Despite earlier indications suggesting a potential shift towards naira payments, IOCs have asserted their preference for dollar dominance in these transactions.

The decision, communicated during a meeting involving indigenous modular refineries and crude oil producers, shows the complex dynamics shaping Nigeria’s energy landscape.

While the Nigerian Upstream Petroleum Regulatory Commission (NUPRC) had previously hinted at the possibility of allowing indigenous refineries to purchase crude oil in either naira or dollars, IOCs have maintained a firm stance favoring the latter.

Under this framework, modular refineries would be required to pay 80% of the crude oil purchase amount in US dollars, with the remaining 20% to be settled in naira.

This arrangement, although subject to ongoing discussions, signals a significant departure from initial expectations of a more balanced currency allocation.

Representatives from the Crude Oil Refinery Owners Association of Nigeria (CORAN) said the decision was not unilaterally imposed but rather reached through deliberations with relevant stakeholders, including the Nigerian Upstream Petroleum Regulatory Commission (NUPRC).
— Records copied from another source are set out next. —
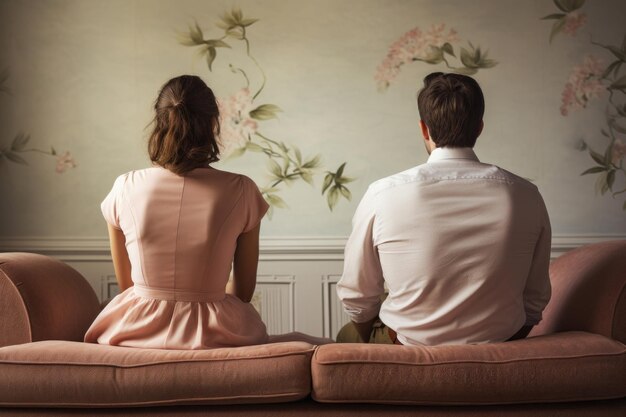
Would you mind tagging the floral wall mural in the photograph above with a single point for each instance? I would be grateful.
(14, 151)
(242, 117)
(594, 79)
(318, 100)
(432, 47)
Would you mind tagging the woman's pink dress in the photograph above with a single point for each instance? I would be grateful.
(181, 234)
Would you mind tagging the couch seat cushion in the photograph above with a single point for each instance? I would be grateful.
(73, 374)
(561, 367)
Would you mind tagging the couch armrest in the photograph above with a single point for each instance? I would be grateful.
(43, 299)
(588, 292)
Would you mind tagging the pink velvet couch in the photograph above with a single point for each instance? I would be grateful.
(573, 364)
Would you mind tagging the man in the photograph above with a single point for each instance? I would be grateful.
(462, 246)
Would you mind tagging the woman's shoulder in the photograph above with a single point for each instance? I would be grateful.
(225, 175)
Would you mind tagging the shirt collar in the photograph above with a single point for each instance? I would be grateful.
(440, 154)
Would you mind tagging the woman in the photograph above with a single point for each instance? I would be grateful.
(175, 230)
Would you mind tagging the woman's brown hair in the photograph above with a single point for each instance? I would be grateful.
(186, 126)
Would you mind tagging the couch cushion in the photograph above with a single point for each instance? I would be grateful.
(562, 367)
(70, 374)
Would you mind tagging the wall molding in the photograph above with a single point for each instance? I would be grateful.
(298, 248)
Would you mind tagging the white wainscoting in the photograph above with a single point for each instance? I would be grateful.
(296, 282)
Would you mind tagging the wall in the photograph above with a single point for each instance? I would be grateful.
(82, 77)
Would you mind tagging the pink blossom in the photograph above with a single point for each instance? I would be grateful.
(64, 162)
(413, 45)
(583, 84)
(236, 123)
(618, 151)
(573, 21)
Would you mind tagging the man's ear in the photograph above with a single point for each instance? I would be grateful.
(425, 131)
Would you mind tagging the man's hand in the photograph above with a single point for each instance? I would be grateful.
(365, 329)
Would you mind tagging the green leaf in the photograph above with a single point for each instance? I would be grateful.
(597, 157)
(328, 180)
(13, 157)
(216, 43)
(556, 28)
(339, 172)
(275, 200)
(306, 176)
(345, 192)
(19, 142)
(265, 112)
(313, 162)
(553, 16)
(594, 170)
(251, 146)
(610, 179)
(211, 57)
(332, 197)
(275, 169)
(237, 14)
(343, 180)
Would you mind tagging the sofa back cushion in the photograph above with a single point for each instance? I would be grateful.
(42, 298)
(72, 374)
(588, 292)
(557, 368)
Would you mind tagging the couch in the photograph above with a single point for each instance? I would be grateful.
(573, 363)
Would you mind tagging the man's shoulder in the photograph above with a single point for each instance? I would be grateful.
(428, 173)
(411, 175)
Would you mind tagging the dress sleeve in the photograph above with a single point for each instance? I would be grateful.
(255, 204)
(111, 204)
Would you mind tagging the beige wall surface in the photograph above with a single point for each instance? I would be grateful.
(339, 79)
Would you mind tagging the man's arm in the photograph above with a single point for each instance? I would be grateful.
(362, 282)
(538, 290)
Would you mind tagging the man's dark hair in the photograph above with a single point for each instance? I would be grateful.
(452, 106)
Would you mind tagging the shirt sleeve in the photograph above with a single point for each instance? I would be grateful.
(362, 283)
(110, 206)
(538, 289)
(255, 204)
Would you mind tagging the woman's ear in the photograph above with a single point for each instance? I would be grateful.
(425, 131)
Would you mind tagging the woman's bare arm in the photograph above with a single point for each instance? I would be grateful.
(245, 265)
(121, 262)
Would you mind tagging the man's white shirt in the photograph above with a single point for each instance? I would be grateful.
(463, 248)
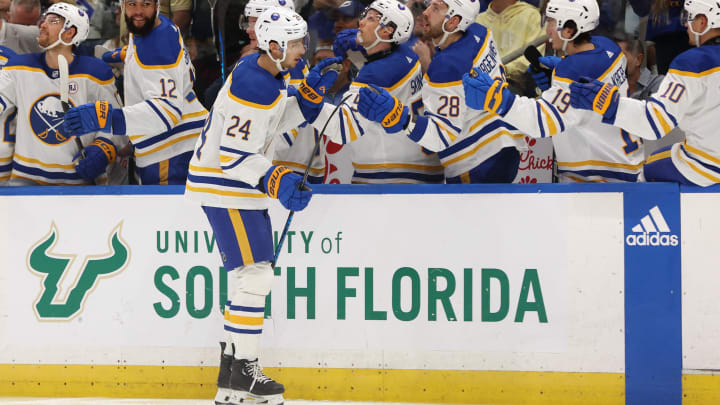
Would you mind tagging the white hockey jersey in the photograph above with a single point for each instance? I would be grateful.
(163, 116)
(687, 98)
(300, 142)
(378, 157)
(43, 154)
(7, 127)
(237, 144)
(585, 148)
(463, 137)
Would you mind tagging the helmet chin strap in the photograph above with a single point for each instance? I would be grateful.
(58, 42)
(278, 62)
(377, 38)
(698, 34)
(446, 34)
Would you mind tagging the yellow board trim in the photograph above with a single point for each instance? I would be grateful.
(601, 163)
(371, 166)
(469, 387)
(693, 74)
(241, 236)
(224, 193)
(43, 164)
While there were initial hopes of broader flexibility in currency options, the dominant position of IOCs has steered discussions towards a more dollar-centric model.

Despite reservations expressed by some participants, including modular refinery operators, the consensus appears to lean towards accommodating the preferences of major crude oil suppliers.

The development underscores the intricate negotiations and power dynamics shaping Nigeria’s energy sector, with implications for both domestic and international stakeholders.

As discussions continue, attention remains focused on how this decision will impact the operations and financial viability of modular refineries in Nigeria’s evolving oil landscape.